2007 — 24 September: wet and windy Monday

Time now (07:12) and in an hour or so we shall be en route to the first of four daily radiation sessions this week. We're exactly at the half way point. Fingers permanently crossed, making typing trickier.

She's breakfasting peacefully on the bed examining the Guardian crossword. Time to get me some food, methinks. And "faucet" down, of course! Meanwhile, I've just learned that Amadeus the axolotl is currently in an upside down position at the top of his tank in his school classroom. A vet's help has been requested. News to follow.

Farewell... Amadeus

Alas, Amadeus has gone to the great axolotl cave in the sky. R.I.P.

Pinker the Thinker

An interesting take on Steven Pinker's latest book "The Stuff of Thought":

The book is pegged to the anniversary of Sept. 11, and that's the first topic Pinker addresses. Here is Pinker's angle: Was it one 'event' or two? This question makes a $3.5 billion difference to the World Trade Center's owner and his insurance company, but you'd be hard pressed to think up a more pointy-headed question about the murder of nearly 3,000 people...
At one point, Pinker draws up a game-theoretic matrix for the question "Would you like to come up and see my etchings?" Etchings, of course, are code for sex. But in Pinker's case, you get the feeling that this guy actually would prefer to show you his etchings. That's his kink. He's interested in the stuff of life, but he's even more interested in how we depict it.
There's plenty of sex and scatology1 in Pinker's etchings. Some of it is shrouded in Nerdish, like the "gynecological-flagellative term for uxorial dominance." But most of it is brutally explicit. He catalogs scores of terms for genitals, sex acts and excrement. From them, he spins delightful theories about people. He pokes fun at Congressional censors for botching the grammar of words they're trying to ban. Foul language turns out to be an excellent window not only into human nature but into Pinker's nature: curious, inventive, fearless, naughty.

William Saletan in a New York Times Sunday book review called "The Double Thinker"


Lively afternoon

Made even livelier by a flying visit from Len (dropping off a DVD of The lost tales from "Babylon 5" while I was watching the recent BBC4 profile of French comics artist Jean Giraud2 [aka Moebius].) Plus a nearly overlapping visit from Mike and Bryan to drop off a little trinket Bryan very kindly picked up for the Girl in Winchester the other day. I'm not certain I can stand all this excitement!

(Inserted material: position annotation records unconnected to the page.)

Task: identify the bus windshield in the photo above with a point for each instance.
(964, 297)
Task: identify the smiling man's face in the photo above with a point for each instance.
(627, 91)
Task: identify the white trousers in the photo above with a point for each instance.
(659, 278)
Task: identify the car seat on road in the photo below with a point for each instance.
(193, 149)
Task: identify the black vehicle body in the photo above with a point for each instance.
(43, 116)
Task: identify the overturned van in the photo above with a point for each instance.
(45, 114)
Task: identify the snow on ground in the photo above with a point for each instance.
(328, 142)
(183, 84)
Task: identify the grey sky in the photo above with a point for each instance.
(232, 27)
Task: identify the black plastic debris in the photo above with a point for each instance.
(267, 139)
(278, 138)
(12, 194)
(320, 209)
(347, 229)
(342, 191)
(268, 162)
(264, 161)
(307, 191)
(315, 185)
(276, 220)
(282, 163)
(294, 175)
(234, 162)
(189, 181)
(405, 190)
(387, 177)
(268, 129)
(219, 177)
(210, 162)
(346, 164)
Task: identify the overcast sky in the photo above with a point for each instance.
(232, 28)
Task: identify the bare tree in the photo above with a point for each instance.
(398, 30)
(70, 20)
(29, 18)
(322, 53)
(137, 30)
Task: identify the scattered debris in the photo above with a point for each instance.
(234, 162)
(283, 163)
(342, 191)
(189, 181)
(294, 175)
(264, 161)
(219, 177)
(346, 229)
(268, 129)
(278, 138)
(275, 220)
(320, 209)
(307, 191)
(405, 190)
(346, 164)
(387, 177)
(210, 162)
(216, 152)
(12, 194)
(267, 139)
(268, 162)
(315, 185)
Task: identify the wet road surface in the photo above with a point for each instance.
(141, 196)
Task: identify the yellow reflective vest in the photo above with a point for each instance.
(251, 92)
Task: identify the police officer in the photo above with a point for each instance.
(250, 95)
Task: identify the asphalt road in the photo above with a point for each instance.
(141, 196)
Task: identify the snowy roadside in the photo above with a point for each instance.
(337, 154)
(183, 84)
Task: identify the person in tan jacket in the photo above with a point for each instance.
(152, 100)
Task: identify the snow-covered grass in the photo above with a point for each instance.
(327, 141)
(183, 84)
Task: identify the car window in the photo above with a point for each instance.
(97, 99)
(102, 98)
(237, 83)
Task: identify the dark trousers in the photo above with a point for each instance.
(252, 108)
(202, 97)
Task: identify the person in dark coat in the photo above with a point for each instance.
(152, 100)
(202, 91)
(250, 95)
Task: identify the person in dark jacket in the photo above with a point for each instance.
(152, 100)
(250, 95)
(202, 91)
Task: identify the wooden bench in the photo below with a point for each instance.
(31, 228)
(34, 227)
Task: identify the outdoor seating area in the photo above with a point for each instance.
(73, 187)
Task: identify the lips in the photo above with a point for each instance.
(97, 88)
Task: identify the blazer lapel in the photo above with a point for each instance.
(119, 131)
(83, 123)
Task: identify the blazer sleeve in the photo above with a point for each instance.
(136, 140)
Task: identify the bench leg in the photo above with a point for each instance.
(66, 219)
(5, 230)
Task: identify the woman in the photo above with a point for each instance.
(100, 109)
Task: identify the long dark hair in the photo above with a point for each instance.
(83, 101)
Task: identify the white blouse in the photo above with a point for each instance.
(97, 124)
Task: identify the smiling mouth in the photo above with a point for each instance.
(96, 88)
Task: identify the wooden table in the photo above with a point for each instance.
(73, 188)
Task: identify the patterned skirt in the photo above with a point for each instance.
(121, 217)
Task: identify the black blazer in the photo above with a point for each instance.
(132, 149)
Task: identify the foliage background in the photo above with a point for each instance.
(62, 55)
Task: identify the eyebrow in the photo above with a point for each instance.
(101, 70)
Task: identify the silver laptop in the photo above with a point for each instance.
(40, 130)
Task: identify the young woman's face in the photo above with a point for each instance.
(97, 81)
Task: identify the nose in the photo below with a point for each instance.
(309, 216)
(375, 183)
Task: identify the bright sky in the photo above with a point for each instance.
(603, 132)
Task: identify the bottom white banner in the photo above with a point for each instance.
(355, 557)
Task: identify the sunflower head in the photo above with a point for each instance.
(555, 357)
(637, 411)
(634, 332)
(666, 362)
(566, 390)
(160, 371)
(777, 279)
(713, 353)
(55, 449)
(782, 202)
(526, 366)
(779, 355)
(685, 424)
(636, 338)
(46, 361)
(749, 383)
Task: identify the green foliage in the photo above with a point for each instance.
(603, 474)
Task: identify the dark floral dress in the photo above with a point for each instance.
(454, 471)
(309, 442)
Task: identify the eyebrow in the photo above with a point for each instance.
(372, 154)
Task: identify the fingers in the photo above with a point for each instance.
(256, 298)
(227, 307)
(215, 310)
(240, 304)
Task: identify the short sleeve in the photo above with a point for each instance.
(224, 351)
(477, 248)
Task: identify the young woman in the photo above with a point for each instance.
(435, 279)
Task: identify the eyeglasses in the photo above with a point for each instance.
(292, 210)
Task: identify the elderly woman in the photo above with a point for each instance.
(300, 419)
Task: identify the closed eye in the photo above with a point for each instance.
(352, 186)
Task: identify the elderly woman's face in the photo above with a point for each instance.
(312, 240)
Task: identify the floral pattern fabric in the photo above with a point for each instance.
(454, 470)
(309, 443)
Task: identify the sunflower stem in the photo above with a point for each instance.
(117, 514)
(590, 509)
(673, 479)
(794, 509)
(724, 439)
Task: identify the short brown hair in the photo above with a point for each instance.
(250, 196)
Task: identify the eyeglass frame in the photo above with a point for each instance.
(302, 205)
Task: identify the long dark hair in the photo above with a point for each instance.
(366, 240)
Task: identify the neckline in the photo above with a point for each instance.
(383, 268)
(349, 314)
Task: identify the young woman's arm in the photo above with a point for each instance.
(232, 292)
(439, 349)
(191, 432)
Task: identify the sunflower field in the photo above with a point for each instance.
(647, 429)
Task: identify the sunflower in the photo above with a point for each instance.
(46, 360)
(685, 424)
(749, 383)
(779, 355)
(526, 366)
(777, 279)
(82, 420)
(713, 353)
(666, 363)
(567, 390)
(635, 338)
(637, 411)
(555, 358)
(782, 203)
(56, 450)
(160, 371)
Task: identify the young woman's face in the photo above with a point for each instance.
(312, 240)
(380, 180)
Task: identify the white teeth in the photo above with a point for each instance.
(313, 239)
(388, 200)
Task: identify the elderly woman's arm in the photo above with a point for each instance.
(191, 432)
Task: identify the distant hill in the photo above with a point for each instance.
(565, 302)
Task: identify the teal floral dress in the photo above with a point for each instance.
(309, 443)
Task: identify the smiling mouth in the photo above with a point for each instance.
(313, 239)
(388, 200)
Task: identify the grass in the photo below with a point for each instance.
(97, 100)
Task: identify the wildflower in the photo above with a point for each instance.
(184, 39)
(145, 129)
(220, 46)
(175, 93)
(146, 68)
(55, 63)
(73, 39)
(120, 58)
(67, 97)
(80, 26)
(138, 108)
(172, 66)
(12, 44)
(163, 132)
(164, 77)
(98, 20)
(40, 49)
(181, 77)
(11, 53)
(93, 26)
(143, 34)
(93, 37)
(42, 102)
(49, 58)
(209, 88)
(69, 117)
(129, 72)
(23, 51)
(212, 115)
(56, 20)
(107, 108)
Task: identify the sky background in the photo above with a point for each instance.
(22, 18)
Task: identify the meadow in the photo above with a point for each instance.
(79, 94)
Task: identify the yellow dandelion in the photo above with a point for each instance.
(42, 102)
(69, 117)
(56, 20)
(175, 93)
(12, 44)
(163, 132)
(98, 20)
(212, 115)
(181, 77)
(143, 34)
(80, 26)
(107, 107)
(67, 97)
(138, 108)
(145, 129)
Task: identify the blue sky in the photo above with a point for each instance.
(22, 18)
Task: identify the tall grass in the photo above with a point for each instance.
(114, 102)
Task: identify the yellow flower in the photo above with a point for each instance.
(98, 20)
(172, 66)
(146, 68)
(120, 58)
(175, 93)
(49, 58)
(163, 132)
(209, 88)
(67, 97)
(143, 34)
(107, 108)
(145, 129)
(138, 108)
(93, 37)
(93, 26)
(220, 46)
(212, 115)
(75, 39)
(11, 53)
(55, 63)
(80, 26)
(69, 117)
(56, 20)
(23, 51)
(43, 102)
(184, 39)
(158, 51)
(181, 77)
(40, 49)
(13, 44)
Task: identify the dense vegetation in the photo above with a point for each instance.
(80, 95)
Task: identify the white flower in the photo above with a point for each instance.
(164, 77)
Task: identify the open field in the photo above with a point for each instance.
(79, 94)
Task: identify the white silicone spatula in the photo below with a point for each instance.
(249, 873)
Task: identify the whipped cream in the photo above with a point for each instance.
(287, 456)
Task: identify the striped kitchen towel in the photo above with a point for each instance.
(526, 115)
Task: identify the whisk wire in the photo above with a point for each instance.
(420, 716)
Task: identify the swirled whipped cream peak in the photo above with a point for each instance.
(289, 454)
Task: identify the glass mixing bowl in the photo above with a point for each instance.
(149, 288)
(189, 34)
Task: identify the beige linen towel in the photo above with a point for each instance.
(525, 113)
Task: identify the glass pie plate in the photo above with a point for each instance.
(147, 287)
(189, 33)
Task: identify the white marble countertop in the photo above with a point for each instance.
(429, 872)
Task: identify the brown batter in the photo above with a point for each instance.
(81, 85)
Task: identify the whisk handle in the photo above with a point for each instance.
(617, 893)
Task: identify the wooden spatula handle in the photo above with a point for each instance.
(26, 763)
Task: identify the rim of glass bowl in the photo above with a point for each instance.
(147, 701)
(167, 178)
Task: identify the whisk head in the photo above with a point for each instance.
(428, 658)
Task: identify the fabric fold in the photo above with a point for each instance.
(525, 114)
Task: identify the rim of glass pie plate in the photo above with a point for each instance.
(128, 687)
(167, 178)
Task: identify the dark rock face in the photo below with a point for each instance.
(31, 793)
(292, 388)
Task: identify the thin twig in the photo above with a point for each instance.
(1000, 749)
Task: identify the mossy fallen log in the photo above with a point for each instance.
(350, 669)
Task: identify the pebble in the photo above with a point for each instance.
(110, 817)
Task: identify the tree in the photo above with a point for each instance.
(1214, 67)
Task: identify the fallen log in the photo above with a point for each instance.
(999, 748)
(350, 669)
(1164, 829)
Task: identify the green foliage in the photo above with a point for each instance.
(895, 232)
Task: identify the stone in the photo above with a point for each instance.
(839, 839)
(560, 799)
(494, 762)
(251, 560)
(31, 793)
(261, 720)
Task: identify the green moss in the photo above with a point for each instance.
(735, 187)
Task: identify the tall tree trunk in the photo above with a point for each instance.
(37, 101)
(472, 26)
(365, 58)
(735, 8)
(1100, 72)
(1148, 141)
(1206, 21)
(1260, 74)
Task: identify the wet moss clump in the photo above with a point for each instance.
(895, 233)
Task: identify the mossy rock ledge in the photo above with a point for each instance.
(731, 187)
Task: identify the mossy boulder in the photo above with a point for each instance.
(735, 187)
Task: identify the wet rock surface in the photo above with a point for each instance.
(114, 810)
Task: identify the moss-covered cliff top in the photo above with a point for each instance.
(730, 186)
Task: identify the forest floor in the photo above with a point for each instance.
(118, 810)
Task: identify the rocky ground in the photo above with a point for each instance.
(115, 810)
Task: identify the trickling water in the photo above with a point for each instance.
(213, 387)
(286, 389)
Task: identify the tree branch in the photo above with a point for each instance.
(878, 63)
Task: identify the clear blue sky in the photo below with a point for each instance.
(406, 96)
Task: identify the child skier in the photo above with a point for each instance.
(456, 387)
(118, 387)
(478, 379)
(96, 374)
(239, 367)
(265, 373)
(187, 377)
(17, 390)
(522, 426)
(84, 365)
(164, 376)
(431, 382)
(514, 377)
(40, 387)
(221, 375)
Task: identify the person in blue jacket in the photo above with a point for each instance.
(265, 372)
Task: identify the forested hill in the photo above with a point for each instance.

But it's so far been a very good day with much reduced pain and even some periods of successful sitting. Mind you, She's now spark out on the bed catching up with a few chums via Her new cordless phone. She's also promised to make the evening meal, but I've no intention of holding Her to that!

  

Footnotes

1  I've been showing Christa a diary I kept back in 1968 when I was in the Lower Sixth. She's fascinated by it for some reason. I'm amused to note that the entry for Thursday 25th January ends (mysteriously) "Must look up 'scatological'." I wonder what that was about!
2  I didn't realise he'd done the production design on Tron, let alone worked on the unsuccessful first attempt to film Dune back in 1975. (The team assembled for that ended up working on Alien and Blade Runner — two superb films.) Great stuff. That diary, by the way, reminds me that in early 1968 (after re-reading Dune in its UK paperback form) I confidently opined that it was the best book I'd read up until that time — I had yet to discover the delights of Joseph Heller's Catch 22 (later that year, actually) let alone Jane Austen's sublime Pride and Prejudice which I only read for the first time a shameful 37 years later!